Pay-as-you-go pilot cuts wait times

Last year four hospitals tried a new payment model. It’s working.

In late 2007, four Vancouver-area hospitals quietly switched to a radical new funding model. Instead of receiving an annual operating budget from the government, they would be paid per medical procedure performed. Almost a year into the pilot, the preliminary results are in—and they’re good. “In some cases we are seeing over 25 per cent more patients experiencing shorter wait times in the emergency department,” says Ida Goodreau, president of Vancouver Coastal Health, which runs several of the hospitals in the pilot.

One of the primary goals of the new system is to shorten wait times. Because hospitals are paid per procedure, the more procedures they perform each month, the more money they get. The new system also provides bonuses for speedy care. For instance, if a broken bone is treated in less than four hours, a hospital could get an extra $100.

The incentives seem to be working. At the hospitals taking part (Lions Gate, Richmond, Vancouver General and St. Paul’s), the number of patients getting a bed in 10 hours or less jumped from 46 per cent in the first half of 2007 to 66 per cent this year. Lions Gate saw a particularly big leap in efficiency with the number of urgent-care patients treated and released in less than two hours surging from 29 per cent to 51 per cent.

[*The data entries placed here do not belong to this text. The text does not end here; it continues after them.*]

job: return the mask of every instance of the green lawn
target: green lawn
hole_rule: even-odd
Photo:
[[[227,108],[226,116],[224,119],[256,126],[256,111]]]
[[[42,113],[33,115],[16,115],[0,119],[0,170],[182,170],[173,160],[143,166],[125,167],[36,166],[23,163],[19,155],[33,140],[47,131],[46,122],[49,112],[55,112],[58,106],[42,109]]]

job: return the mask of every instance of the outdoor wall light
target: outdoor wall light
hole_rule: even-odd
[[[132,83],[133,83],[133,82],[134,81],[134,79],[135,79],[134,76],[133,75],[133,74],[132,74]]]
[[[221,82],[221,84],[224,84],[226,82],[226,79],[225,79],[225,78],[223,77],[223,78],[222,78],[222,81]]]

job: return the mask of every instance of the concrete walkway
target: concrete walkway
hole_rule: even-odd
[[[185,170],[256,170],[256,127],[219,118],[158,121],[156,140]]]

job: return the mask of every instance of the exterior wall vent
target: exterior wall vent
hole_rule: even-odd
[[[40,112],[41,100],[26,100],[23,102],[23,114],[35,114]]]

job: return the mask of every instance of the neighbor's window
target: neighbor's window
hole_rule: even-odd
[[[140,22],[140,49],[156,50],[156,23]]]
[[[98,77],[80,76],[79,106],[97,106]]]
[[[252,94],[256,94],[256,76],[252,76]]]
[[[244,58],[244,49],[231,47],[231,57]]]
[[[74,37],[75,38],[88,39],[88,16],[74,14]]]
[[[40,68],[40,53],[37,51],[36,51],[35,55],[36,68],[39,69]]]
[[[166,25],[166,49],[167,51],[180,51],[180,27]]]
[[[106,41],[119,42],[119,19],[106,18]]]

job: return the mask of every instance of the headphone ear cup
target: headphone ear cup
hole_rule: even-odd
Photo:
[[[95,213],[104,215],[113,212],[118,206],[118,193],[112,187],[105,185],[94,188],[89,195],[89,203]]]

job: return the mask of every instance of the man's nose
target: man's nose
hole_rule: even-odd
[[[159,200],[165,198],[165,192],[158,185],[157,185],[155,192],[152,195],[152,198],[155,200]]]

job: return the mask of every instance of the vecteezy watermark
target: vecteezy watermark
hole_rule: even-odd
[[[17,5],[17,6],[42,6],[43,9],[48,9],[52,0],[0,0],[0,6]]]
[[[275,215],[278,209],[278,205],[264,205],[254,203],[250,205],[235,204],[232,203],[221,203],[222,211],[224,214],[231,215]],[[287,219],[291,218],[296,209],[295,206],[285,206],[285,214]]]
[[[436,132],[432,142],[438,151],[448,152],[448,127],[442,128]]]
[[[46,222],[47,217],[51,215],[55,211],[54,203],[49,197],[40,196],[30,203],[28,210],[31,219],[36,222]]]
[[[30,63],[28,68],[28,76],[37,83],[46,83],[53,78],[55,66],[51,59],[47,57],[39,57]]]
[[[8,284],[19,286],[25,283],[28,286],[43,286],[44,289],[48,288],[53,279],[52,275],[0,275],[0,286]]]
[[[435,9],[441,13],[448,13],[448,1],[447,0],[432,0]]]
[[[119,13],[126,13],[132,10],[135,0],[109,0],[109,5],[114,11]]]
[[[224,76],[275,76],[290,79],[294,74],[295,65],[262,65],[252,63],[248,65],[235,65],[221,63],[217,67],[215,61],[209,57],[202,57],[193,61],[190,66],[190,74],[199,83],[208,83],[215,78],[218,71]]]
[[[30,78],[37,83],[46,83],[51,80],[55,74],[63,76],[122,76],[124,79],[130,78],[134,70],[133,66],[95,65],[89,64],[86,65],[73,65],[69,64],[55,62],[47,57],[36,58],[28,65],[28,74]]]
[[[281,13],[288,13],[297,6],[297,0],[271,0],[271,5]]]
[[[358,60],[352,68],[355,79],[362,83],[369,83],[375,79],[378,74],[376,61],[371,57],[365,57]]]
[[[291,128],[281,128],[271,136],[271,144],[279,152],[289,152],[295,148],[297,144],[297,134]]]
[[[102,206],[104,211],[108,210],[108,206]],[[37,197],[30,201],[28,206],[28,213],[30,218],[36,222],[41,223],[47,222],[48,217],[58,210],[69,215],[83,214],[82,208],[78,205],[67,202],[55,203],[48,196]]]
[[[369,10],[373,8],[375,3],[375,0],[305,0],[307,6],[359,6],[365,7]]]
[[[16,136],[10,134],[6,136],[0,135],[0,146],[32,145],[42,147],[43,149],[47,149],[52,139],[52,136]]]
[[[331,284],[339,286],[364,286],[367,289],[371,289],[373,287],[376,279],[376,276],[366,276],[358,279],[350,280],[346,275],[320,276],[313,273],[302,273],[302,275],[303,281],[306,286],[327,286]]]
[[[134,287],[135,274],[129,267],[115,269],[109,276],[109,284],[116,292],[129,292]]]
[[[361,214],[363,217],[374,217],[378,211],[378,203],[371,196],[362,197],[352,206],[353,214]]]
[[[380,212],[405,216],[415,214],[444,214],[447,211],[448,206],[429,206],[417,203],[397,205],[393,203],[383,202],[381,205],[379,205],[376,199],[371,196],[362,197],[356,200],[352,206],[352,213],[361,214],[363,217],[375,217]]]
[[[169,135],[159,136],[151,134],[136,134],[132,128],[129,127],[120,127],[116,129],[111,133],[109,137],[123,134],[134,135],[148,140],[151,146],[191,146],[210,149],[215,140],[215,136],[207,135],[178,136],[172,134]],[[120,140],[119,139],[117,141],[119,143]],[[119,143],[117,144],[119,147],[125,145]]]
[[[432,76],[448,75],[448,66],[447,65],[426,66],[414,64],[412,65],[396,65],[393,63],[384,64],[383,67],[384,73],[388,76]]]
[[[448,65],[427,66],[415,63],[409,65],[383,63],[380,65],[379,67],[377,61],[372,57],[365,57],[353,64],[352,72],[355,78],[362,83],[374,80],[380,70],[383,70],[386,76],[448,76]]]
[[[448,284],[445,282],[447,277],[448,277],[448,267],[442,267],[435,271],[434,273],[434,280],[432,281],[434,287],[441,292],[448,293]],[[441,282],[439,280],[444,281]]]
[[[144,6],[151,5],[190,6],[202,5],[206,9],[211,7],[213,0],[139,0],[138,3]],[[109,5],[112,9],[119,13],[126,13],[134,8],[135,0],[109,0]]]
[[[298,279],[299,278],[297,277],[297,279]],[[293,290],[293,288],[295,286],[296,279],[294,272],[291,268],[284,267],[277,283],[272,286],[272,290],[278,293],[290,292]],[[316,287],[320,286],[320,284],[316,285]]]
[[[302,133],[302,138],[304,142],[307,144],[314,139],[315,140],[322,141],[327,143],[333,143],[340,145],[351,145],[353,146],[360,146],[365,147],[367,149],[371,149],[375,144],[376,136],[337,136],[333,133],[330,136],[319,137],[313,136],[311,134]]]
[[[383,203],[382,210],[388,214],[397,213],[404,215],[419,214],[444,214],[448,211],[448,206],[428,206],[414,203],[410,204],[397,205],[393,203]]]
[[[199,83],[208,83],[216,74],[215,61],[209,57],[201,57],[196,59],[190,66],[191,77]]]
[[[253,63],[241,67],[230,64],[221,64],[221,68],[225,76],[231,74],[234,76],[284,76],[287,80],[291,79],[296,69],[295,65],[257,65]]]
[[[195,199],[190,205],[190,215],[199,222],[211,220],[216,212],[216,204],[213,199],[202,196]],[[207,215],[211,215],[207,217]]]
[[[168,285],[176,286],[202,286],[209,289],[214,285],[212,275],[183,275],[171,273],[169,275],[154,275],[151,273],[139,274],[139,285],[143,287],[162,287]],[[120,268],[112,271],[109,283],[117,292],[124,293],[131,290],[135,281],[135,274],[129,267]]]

“If you give someone all the money up front, every patient who comes along is just a bust to you—they’re just using up your money,” says Brian Day, the former head of the Canadian Medical Association. “That’s bad management. It doesn’t encourage productivity.”

B.C. is now considering a wider shift to activity-based funding. It’s not the only province. In January, New Brunswick announced that it is also considering activity-based funding, and according to Day, so is Quebec.